For one, the reputation of the of the event as a fund-raising operation can seem somewhat laughable. According to the Football Association themselves, the Community Shield raises less than a million pounds each year for charities and community based initiatives up and down the country. Though the system of dividing up funds between the 124 teams that compete in the F.A. Cup from the first round onwards each year and allowing them to donate to their chosen causes is laudable, the sense of well-doing is somewhat tainted by the parade of wealth that takes place for ninety minutes in the name of the Community Shield. Take events today; the amount raised for good causes will equate to less than Yaya Toure’s monthly salary.
It’s perhaps hard then to view the Community Shield with anything but an air of scepticism, and though the tournament has a long and rich history, and the element of raising funds for good causes is as old as the event itself, a look through the history books reveals that the competition has not had an unblemished past. The Community Shield itself has it’s origins in the Sheriff of London’s Charity Shield that was introduced by distiller and politician Thomas Dewar in 1898 as a competition played between the best professional and amateur sides in England to raise funds for local hospitals and charities. The very first final, played between Corinthians and league leaders Sheffield United, attracted a fair amount of controversy however.
After the first final played at the Crystal Palace in front of a crowd of somewhere between 15,000 and 20,000 – depending on which report you consult – finished as a goalless draw, a replay was arranged. This second fixture ended 1-1, with Corinthians scoring from a retaken free-kick after their opponents didn’t retreat the required distance. Sheffield United were apoplectic, and refused to return to the field for extra time unless the referee was replaced. Their demands were not met, and the press were damning in their assessment of Sheffield United’s actions. After Corinthians rejected a request for a third game, an agreement was reached for the Shield to be shared.
The following year the committee of the Sheriff of London’s Charity Shield elected to invite Queen’s Park to take part as the amateur game’s representative as Corinthians had struggled for form. Aston Villa were chosen as the professional side, but reports at the time suggest they weren’t keen on accepting the offer, fearing a loss of revenue as a result of having to re-arrange their league fixture with local rivals West Bromwich Albion. After much negotiating the event finally went ahead, ending with a goalless draw, and the Shield again being shared.
Dewar’s invention was short-lived, with the final Sheriff of London’s Charity Shield being played in 1907 after a dispute between several amateur sides and the Football League that led to the foundation of the Amateur Football Association. Dewar too was a busy fellow. Having already travelled the world with the goal of developing his family’s whiskey brand, he turned to politics, and was heavily involved in establishing the controversial Aliens Act of 1905, which introduced strict immigration controls and legislation, and led to some coming to regard Dewar as an anti-Semite. Dubbed the ‘the man who taught the world how to drink’, Dewar had also established the Dewar Trophy in the United States of America, and become heavily involved in horse training and racing.

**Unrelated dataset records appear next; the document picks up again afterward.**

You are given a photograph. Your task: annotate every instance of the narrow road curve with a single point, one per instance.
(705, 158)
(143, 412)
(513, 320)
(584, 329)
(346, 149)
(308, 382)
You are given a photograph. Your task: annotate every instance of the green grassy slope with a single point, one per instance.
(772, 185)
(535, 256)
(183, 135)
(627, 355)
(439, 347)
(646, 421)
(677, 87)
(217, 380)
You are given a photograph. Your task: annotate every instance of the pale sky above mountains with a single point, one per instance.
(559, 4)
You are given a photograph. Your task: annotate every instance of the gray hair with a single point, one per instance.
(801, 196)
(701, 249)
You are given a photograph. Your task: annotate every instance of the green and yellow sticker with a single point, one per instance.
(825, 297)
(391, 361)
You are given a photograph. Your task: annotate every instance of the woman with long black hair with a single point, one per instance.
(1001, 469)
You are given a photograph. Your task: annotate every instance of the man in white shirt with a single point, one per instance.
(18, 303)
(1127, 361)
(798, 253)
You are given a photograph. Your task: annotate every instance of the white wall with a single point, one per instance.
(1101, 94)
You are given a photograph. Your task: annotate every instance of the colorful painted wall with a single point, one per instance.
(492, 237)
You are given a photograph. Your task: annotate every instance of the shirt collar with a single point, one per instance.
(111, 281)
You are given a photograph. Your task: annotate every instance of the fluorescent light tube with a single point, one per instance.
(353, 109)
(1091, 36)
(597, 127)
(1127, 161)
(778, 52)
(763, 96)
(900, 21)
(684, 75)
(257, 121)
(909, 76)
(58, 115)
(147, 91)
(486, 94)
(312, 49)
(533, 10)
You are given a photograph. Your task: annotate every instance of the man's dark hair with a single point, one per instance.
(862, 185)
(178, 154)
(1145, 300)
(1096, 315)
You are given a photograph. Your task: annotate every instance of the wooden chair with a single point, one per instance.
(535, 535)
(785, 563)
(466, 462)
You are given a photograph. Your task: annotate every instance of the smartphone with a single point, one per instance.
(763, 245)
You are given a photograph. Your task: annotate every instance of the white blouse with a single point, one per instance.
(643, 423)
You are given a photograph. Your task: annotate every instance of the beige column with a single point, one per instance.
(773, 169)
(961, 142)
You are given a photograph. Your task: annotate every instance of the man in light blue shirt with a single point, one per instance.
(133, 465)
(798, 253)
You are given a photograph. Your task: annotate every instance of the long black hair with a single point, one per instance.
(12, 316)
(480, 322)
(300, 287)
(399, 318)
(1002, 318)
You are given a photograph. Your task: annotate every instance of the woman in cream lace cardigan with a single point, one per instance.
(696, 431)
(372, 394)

In 1908 the Charity Shield was relaunched by the F.A. as a competition between the Football League’s First Division Champions and the Southern League Champions. The inaugural match pitted Manchester United against Queens Park Rangers, with the First Division Champions – Manchester United – emerging victorious in a replay played at Stamford Bridge. It was the first, and last, F.A. Charity Shield final to go to a replay.
Over the years that followed the format of the competition varied greatly season to season, with the old amateurs versus professionals format of Dewar’s Sheriff of London’s Charity Shield featuring regularly throughout the 1910s and 1920s. The current F.A. Cup winners against the Football League winners setup was first used in 1921, and from the 1930s onwards this became the standard, with only occasional alternatives between 1930 and the present day. Two key exceptions were the 1950 final which pitted the England World Cup team against an F.A. side that had toured Canada that summer, and the 1972 final for which both league champions Derby County and F.A. Cup holders Leeds United declined their invitation to take part, resulting in Manchester City, who had finished fourth in the First Division, and Third Division champions Aston Villa contesting a makeshift Charity Shield, with Manchester City claiming a 1-0 win.
Curiously that was Manchester City’s last triumph in the Charity Shield before yesterday’s game. Sheikh Mansour bin Zayed Al Nahyan’s wealth may well dictate that his team’s name is engraved on the Charity Shield with alarming regularity over the coming seasons, but the sometimes controversial history of the competition may continue to elude many watching.